Der Gesetzesentwurf sieht im Einzelnen folgende Maßnahmen vor:
  • Aktualisierung des Verweises auf die De-minimis-Verordnung bei der Sonderabschreibung für Mietwohnungsneubau (§ 7b Abs. 5 EStG)
  • Anhebung der Entfernungspauschale für Fahrten zwischen Wohnung und Arbeitsstätte sowie Entfristung der Mobilitätsprämie (§ 9 Abs. 1 Satz 3 und § 101 Satz 1 EStG)
  • Aktualisierung des Verweises auf die De-minimis-Verordnung bei der Forschungszulage (§ 9 Abs. 5 FZulG)
  • Reduzierung der Umsatzsteuer für Restaurant- und Verpflegungsdienstleistungen, mit Ausnahme der Abgabe von Getränken, auf sieben Prozent (§ 12 Abs. 2 Nr. 15 UStG)
  • Bekanntgabe eines Bescheides durch Bereitstellung zum Datenabruf (§ 18g Satz 5 UStG)
  • Sonderregelung bei der Nutzung der zentralen Zollabwicklung (§ 21b UStG)
  • Anhebung der Freigrenze für den steuerpflichtigen wirtschaftlichen Geschäftsbetrieb auf 50.000 Euro (§ 64 Abs. 3 Satz 1 AO)
  • Anhebung der Übungsleiter- und Ehrenamtspauschale auf 3.300 Euro bzw. 960 Euro (§ 3 Nr. 26, 26a EStG)
  • Anhebung der Freigrenze bei der Pflicht zur zeitnahen Mittelverwendung auf 100.000 Euro (§ 55 Abs. 1 Nr. 5 Satz 4 AO)
  • Verzicht auf eine Sphärenzuordnung von Einnahmen, bei Körperschaften mit Einnahmen unter 50.000 Euro (§ 64 Abs. 3 Satz 2 AO)
  • Einführung von E-Sport als neuen gemeinnützigen Zweck (§ 52 Abs. 2 Satz 1 Nr. 21 AO)
  • Photovoltaikanlagen als steuerlich unschädliche Betätigung bei der Gemeinnützigkeit (§ 58 Nr. 11 AO)
Nach Berechnungen des BMF führen die Maßnahmen zu deutlichen Steuermindereinnahmen, die von 4,8 Milliarden Euro im Jahr 2026 bis auf 6,1 Milliarden Euro im Jahr 2030 anwachsen.
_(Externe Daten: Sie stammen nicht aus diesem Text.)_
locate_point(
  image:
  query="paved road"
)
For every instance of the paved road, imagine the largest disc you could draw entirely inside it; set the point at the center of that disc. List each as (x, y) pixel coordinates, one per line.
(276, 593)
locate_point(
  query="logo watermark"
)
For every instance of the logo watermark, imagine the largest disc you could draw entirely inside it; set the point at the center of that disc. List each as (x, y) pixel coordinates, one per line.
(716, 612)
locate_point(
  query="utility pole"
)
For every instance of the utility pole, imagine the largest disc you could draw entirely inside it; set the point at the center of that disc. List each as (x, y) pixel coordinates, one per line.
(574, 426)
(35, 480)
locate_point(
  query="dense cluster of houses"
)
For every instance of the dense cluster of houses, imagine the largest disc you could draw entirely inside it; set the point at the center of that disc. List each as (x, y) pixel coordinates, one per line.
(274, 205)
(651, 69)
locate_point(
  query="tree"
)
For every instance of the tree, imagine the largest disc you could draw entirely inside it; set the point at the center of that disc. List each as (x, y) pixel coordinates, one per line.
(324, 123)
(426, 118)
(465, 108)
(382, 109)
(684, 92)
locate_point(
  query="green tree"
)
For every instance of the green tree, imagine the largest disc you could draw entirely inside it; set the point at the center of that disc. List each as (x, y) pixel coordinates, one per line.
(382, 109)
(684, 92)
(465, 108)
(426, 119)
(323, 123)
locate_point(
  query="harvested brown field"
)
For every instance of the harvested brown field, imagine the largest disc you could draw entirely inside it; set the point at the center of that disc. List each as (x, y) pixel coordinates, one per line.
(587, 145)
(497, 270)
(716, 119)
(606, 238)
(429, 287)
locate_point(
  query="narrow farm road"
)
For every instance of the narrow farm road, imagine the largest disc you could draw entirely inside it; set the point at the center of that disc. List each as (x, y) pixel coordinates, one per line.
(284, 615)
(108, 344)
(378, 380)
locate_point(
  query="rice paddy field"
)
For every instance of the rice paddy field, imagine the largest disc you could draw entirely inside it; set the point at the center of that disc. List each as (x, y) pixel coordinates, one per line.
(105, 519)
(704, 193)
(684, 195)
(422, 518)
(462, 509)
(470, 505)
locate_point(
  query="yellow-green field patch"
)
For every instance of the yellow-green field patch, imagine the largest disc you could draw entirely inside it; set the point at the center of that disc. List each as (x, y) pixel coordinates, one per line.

Der Erfüllungsaufwand für Bürger, Wirtschaft und Verwaltung soll hingegen spürbar reduziert werden, insbesondere durch Bürokratieabbau und digitale Verfahren. Es ist zu erwarten, dass der Bundesregierung an einer schnellen Umsetzung gelegen ist. Wir halten Sie über die weiteren Entwicklungen selbstverständlich auf dem Laufenden. ​​​​

Regierungsentwurf eines Mindeststeueranpassungsgesetz​

Am 3. September 2025 wurde vom Bundeskabinett der Regierungsentwurf eines Gesetzes zur Anpassung des Mindeststeuergesetzes und weiterer steuerlicher Regelungen (Mindeststeueranpassungsgesetz)​ verabschiedet. Damit sollen zwischenzeitlich erforderliche Änderungen zur Mindeststeuer umgesetzt werden sowie weitere internationalsteuerrechtliche Regelungen angepasst werden. Nach der Gesetzesbegründung betreffen die Änderungen insbesondere die Einführung von Vorgaben zur Nutzung sogenannter Berichtspakete, die Zulässigkeit der Erwerbsmethode sowie eine Vorschrift zur Vermeidung missbräuchlicher Inanspruchnahme des CbCR-Safe-Harbours. Darüber hinaus wurde weiterer, vor allem redaktioneller Anpassungsbedarf festgestellt. Eine wesentliche Neuerung betrifft die Berücksichtigung latenter Steuern in der Vollberechnung, sofern diese aufgrund eines Wahlrechts oder einer Verrechnung im Mindeststeuer-Jahresüberschuss bzw. Mindeststeuer-Jahresfehlbetrag nicht ausgewiesen sind. Die Änderungen im Bereich der internationalen Unternehmensbesteuerung dienen insbesondere der Vereinfachung. 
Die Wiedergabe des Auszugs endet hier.